Connecting to Airflow
This topic provides an overview of setting up Airflow. For more information and step-by-step instructions for using Airflow see the Continuously loading data tutorial.
- Install the latest Firebolt JDBC Driver
- Set up the JDBC connection in Airflow
- Create a DAG
- Run the DAG
Install the latest Firebolt JDBC Driver
Download Firebolt’s JDBC driver from here.
Put the JDBC jar file in the server which runs Airflow (we have placed it under /airflow/jdbc
).
Set up the JDBC connection in Airflow
Make sure you have:
- The name of the database you would like to connect to in Firebolt.
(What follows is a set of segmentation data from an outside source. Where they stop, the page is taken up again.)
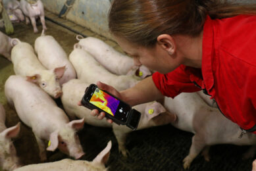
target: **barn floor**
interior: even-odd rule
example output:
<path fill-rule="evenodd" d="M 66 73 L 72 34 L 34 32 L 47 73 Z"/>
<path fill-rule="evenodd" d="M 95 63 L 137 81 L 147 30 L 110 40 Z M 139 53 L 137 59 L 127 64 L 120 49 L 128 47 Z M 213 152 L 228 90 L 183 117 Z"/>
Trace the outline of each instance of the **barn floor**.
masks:
<path fill-rule="evenodd" d="M 69 54 L 74 44 L 77 43 L 76 34 L 49 20 L 46 24 L 48 28 L 46 34 L 53 36 L 67 54 Z M 38 28 L 39 30 L 41 30 L 41 26 L 38 26 Z M 14 30 L 15 34 L 11 37 L 18 37 L 32 45 L 36 38 L 40 35 L 40 33 L 34 34 L 32 26 L 27 26 L 24 23 L 14 24 Z M 97 36 L 95 34 L 94 36 Z M 7 103 L 4 95 L 5 82 L 12 74 L 14 74 L 13 64 L 1 57 L 0 103 L 6 110 L 7 127 L 13 126 L 20 121 L 15 110 L 11 109 Z M 59 101 L 57 103 L 60 104 Z M 83 160 L 93 160 L 105 147 L 107 142 L 112 140 L 111 153 L 107 166 L 109 170 L 113 171 L 184 170 L 182 160 L 188 154 L 193 136 L 192 134 L 177 130 L 171 125 L 134 132 L 127 139 L 126 147 L 130 155 L 126 159 L 118 153 L 116 140 L 111 129 L 85 125 L 84 129 L 79 132 L 79 135 L 86 153 L 86 155 L 82 159 Z M 20 133 L 14 139 L 14 143 L 22 164 L 39 162 L 38 145 L 30 128 L 22 124 Z M 253 159 L 245 160 L 242 159 L 243 153 L 249 147 L 232 145 L 215 145 L 210 150 L 210 162 L 206 162 L 203 157 L 198 156 L 188 170 L 250 171 Z M 47 157 L 49 161 L 68 157 L 59 151 L 48 152 Z"/>

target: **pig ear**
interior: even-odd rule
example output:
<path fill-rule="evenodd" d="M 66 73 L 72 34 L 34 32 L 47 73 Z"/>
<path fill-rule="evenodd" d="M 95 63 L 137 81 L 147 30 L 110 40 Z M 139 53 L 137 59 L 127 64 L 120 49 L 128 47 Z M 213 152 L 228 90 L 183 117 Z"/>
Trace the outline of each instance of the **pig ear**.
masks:
<path fill-rule="evenodd" d="M 38 82 L 38 80 L 41 78 L 39 74 L 36 74 L 32 76 L 27 76 L 27 81 L 32 83 Z"/>
<path fill-rule="evenodd" d="M 110 155 L 112 143 L 109 141 L 107 147 L 93 159 L 93 162 L 106 164 Z"/>
<path fill-rule="evenodd" d="M 18 122 L 16 126 L 6 129 L 2 133 L 6 138 L 12 138 L 17 136 L 20 130 L 20 122 Z"/>
<path fill-rule="evenodd" d="M 80 120 L 75 120 L 69 122 L 68 126 L 75 129 L 76 130 L 82 130 L 84 124 L 84 118 Z"/>
<path fill-rule="evenodd" d="M 151 72 L 143 65 L 140 66 L 136 72 L 136 76 L 141 78 L 145 78 L 151 75 L 152 75 Z"/>
<path fill-rule="evenodd" d="M 78 34 L 78 35 L 76 35 L 76 38 L 78 41 L 80 41 L 81 39 L 84 39 L 84 37 L 83 37 L 83 36 Z"/>
<path fill-rule="evenodd" d="M 130 70 L 127 72 L 127 76 L 134 76 L 136 75 L 137 70 L 139 69 L 139 66 L 134 65 L 130 69 Z"/>
<path fill-rule="evenodd" d="M 54 132 L 50 135 L 50 140 L 48 143 L 48 147 L 46 149 L 47 151 L 53 151 L 59 145 L 59 133 L 58 132 Z"/>
<path fill-rule="evenodd" d="M 145 115 L 149 120 L 166 111 L 165 107 L 160 103 L 156 101 L 147 105 L 145 109 Z"/>
<path fill-rule="evenodd" d="M 56 74 L 58 79 L 60 79 L 63 76 L 64 72 L 65 72 L 65 68 L 66 66 L 64 66 L 54 69 L 53 72 Z"/>

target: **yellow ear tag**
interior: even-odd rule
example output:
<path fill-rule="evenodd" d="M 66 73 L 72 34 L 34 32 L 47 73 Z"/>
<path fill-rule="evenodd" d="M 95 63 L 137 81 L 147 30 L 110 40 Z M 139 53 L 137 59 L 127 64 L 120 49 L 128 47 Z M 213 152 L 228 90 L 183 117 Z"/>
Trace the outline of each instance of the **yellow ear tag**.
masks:
<path fill-rule="evenodd" d="M 142 71 L 140 71 L 140 72 L 139 72 L 139 76 L 143 76 L 143 72 L 142 72 Z"/>
<path fill-rule="evenodd" d="M 149 109 L 149 114 L 153 114 L 153 112 L 154 112 L 154 110 L 153 109 Z"/>

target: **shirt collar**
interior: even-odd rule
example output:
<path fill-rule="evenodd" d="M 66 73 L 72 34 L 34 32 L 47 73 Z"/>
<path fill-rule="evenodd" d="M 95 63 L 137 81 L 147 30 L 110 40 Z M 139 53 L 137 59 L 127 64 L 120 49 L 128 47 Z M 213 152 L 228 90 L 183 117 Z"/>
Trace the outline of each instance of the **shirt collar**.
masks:
<path fill-rule="evenodd" d="M 215 55 L 213 20 L 207 16 L 203 27 L 202 50 L 202 75 L 205 88 L 213 95 L 212 88 L 214 84 L 212 57 Z"/>

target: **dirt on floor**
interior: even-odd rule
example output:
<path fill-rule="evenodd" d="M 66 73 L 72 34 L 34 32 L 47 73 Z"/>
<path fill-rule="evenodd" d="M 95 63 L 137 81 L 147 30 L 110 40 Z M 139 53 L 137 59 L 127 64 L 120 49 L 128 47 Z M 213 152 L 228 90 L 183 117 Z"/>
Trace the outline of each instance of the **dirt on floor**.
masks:
<path fill-rule="evenodd" d="M 68 55 L 77 43 L 76 34 L 49 21 L 45 34 L 53 36 Z M 38 26 L 41 30 L 41 26 Z M 31 25 L 14 24 L 15 33 L 11 37 L 18 37 L 34 46 L 36 38 L 41 33 L 34 34 Z M 20 122 L 14 110 L 7 103 L 4 85 L 10 75 L 14 74 L 12 63 L 3 56 L 0 57 L 0 103 L 6 110 L 7 127 Z M 61 106 L 61 102 L 57 101 Z M 82 160 L 91 160 L 112 140 L 111 157 L 107 166 L 109 170 L 184 170 L 182 160 L 188 154 L 193 134 L 177 130 L 171 125 L 159 126 L 133 132 L 128 135 L 126 147 L 130 152 L 127 158 L 118 151 L 118 145 L 111 128 L 85 125 L 79 132 L 81 143 L 86 153 Z M 39 163 L 38 147 L 31 129 L 24 124 L 18 137 L 14 139 L 18 156 L 23 164 Z M 210 150 L 211 160 L 206 162 L 198 156 L 188 170 L 251 170 L 253 159 L 242 160 L 243 152 L 249 147 L 218 145 Z M 68 157 L 61 152 L 47 152 L 48 161 L 55 161 Z"/>

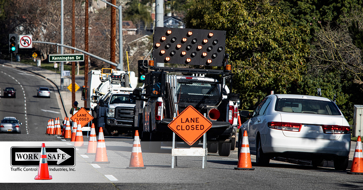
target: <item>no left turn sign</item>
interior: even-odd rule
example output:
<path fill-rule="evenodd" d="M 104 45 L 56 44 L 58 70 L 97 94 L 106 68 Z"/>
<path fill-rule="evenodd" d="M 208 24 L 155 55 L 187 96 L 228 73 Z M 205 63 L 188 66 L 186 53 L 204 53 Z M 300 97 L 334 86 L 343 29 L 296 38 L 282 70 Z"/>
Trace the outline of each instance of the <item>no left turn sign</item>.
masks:
<path fill-rule="evenodd" d="M 33 48 L 33 36 L 19 35 L 19 48 Z"/>

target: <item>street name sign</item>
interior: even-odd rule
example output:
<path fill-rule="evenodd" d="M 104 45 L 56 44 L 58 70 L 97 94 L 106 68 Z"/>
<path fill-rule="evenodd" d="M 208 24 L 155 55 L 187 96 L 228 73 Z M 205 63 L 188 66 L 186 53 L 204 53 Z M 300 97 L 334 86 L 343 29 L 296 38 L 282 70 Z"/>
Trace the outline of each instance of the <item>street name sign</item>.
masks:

- The username and password used to log into Firebolt.
- Airflow version 1.10.12 or later.
To configure the connection:
-
Open Airflow. In the Admin tab, choose Connections.
-
Choose + to create a new connection to Firebolt.
-
Configure parameters according to the following guidelines, and then choose Save.
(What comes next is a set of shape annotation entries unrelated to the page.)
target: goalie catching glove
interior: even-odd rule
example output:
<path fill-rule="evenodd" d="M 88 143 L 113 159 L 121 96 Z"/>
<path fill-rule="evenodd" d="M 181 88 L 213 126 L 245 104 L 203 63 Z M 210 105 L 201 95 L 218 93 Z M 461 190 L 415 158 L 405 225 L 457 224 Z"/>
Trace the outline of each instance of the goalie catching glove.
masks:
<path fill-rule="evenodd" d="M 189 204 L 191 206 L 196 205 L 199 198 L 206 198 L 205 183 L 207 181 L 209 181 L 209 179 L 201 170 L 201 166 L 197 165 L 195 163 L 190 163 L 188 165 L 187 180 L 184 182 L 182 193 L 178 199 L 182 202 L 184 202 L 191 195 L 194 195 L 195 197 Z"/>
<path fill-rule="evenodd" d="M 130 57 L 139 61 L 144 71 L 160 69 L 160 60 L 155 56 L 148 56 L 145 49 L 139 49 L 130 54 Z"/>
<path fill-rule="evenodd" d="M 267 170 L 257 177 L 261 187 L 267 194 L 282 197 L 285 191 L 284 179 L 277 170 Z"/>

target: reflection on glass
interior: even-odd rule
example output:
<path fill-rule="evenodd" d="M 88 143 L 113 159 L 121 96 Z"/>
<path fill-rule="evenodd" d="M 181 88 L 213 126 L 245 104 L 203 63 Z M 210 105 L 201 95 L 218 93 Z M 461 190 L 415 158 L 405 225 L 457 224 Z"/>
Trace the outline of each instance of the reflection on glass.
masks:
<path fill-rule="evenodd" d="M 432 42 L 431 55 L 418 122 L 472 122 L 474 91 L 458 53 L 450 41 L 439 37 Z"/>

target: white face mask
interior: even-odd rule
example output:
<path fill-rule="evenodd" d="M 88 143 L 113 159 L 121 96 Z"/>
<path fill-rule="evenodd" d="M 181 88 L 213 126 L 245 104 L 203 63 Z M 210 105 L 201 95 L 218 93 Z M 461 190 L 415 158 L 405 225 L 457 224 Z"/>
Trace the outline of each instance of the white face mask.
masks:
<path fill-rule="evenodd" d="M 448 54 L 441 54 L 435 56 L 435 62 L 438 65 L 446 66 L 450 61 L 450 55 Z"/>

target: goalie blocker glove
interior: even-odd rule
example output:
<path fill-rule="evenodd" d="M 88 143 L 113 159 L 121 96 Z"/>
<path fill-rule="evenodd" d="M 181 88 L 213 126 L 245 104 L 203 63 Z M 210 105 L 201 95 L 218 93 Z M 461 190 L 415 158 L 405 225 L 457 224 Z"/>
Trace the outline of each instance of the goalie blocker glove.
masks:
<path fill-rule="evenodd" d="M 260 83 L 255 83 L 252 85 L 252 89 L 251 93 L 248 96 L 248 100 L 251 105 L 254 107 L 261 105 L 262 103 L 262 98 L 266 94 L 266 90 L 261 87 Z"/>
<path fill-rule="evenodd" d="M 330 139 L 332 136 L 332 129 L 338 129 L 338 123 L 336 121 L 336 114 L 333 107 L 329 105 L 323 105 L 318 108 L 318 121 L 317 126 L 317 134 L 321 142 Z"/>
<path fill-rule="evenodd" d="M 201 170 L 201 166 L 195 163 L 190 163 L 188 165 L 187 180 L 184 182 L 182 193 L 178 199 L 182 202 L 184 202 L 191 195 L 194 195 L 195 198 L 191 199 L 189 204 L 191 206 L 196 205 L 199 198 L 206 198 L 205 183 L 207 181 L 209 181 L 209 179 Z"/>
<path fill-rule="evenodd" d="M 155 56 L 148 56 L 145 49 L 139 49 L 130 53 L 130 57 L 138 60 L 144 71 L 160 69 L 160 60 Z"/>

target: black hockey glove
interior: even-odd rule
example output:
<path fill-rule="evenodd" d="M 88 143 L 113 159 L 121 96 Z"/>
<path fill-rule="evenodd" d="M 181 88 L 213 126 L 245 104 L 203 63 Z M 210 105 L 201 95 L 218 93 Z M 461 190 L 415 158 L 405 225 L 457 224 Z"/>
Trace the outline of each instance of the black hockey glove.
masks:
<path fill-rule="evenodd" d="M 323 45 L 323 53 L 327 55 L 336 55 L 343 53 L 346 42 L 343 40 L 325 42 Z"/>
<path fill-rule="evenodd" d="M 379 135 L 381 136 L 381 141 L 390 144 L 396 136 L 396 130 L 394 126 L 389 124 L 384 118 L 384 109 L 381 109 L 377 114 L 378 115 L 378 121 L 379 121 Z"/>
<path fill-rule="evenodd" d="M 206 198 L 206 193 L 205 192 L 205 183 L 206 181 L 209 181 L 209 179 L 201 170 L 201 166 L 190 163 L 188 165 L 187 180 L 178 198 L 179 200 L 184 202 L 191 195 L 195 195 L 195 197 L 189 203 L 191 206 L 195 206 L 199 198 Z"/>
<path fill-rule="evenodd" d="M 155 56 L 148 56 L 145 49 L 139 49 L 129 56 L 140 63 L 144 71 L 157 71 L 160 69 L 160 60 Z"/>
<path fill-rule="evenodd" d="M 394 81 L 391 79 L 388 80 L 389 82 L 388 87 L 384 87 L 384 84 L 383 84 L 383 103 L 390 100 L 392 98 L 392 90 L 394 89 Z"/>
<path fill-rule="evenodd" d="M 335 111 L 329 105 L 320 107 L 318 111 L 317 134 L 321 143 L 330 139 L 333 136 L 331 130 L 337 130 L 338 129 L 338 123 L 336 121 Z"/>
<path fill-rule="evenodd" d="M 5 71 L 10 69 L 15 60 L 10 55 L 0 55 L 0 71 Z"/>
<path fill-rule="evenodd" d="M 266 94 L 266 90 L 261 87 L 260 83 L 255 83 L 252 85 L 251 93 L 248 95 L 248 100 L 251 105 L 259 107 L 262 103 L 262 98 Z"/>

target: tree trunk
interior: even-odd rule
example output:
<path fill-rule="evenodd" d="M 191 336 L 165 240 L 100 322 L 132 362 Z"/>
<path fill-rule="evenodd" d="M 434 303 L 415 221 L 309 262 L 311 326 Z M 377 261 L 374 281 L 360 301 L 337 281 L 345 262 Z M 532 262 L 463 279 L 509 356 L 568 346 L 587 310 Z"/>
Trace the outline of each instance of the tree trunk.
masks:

Parameter | Description | Value |
---|---|---|
Conn Id | The connection identifier | For example:firebolt_jdbc |
Conn Type | The connection type | JDBC Connection |
Connection URL | The connection String URL | jdbc:firebolt://api.app.firebolt.io/<db_name> Make sure to replace <db_name> with the name of your database in Firebolt. This enables you to query the database using its default engine. If you wish to use another engine, use the following URL:jdbc:firebolt://api.app.firebolt.io/<db_name>?engine=engineName Replace engineName with the name of the engine you would like to use. |
Login | Your Firebolt username | |
Password | Your Firebolt password | |
Driver Path | The full path in your Airflow server where you saved the Firebolt JDBC driver | For example: /airflow/jdbc/firebolt-jdbc-1.03-jar-with-dependencies.jar |
Driver Class | The class of the JDBC driver | com.firebolt.FireboltDriver |
Create a DAG
We will create a DAG that runs a script on top of a Firebolt table.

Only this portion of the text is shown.